Abstract

The present study (1) describes the rates and patterns of Ammophila arenaria (marram grass) invasion in a large transgressive dune system (Mason Bay) and on a prograding foredune-ridge barrier (Doughboy Bay), Stewart Island, New Zealand; (2) examines the impact of Ammophila on dune morphology and indigenous dune biota; and (3) assesses the significance of geomorphic processes in accounting for the patterns observed. Processes of Ammophila invasion are interpreted from evidence of landform development and vegetation change; field observations and survey of dune landforms and dune vegetation; the aerial photographic record and historic accounts of the local botany.

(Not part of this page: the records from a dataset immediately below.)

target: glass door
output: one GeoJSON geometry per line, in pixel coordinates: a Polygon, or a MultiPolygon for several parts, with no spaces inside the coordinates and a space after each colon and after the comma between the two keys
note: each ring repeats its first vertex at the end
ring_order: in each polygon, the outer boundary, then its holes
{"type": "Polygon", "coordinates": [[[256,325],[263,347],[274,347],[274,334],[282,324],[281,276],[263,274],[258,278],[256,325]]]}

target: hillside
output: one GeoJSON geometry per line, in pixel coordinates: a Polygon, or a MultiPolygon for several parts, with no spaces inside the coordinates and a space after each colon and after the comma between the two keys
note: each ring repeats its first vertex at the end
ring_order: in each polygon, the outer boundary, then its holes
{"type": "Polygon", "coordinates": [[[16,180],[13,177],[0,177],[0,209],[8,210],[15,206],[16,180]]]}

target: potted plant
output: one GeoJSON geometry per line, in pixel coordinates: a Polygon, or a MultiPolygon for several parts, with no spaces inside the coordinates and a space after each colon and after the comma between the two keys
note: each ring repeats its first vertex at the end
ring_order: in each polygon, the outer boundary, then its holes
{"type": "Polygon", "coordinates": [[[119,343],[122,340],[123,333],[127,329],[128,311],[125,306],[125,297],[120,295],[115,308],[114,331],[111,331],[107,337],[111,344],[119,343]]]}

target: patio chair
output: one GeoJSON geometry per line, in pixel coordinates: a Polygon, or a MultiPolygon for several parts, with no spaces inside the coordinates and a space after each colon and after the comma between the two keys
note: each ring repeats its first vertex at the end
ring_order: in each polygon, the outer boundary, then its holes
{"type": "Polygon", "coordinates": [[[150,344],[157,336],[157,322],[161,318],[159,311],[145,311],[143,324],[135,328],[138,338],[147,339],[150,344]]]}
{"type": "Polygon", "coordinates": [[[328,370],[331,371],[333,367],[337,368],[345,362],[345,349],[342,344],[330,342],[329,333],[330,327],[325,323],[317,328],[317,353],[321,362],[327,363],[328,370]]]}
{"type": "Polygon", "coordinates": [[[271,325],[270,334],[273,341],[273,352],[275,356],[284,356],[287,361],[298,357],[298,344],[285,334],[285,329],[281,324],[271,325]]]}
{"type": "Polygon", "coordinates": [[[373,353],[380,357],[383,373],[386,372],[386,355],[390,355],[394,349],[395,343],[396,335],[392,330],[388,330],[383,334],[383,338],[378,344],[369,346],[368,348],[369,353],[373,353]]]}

The area dominated by Ammophila in the Mason Bay study area has increased from 1.4 ha in 1958, to 17.8 ha in 1978, to 74.9 ha in 1998; a 5,204 percent increase. Ammophila invasion of active dune systems in the study areas is clearly associated with dune forming processes—shadow dune development; migration of long-walled parabolic dunes; stoss face blowout development; and barrier progradation. The primary mechanism of native species displacement appears to be burial rather than competition for nutrients. Ammophila traps sand and builds dunes at rates that may exceed the threshold of tolerance of local native species. Desmoschoenus spiralis, the dominant indigenous foredune species, cannot co-exist with Ammophila in the active dune systems investigated.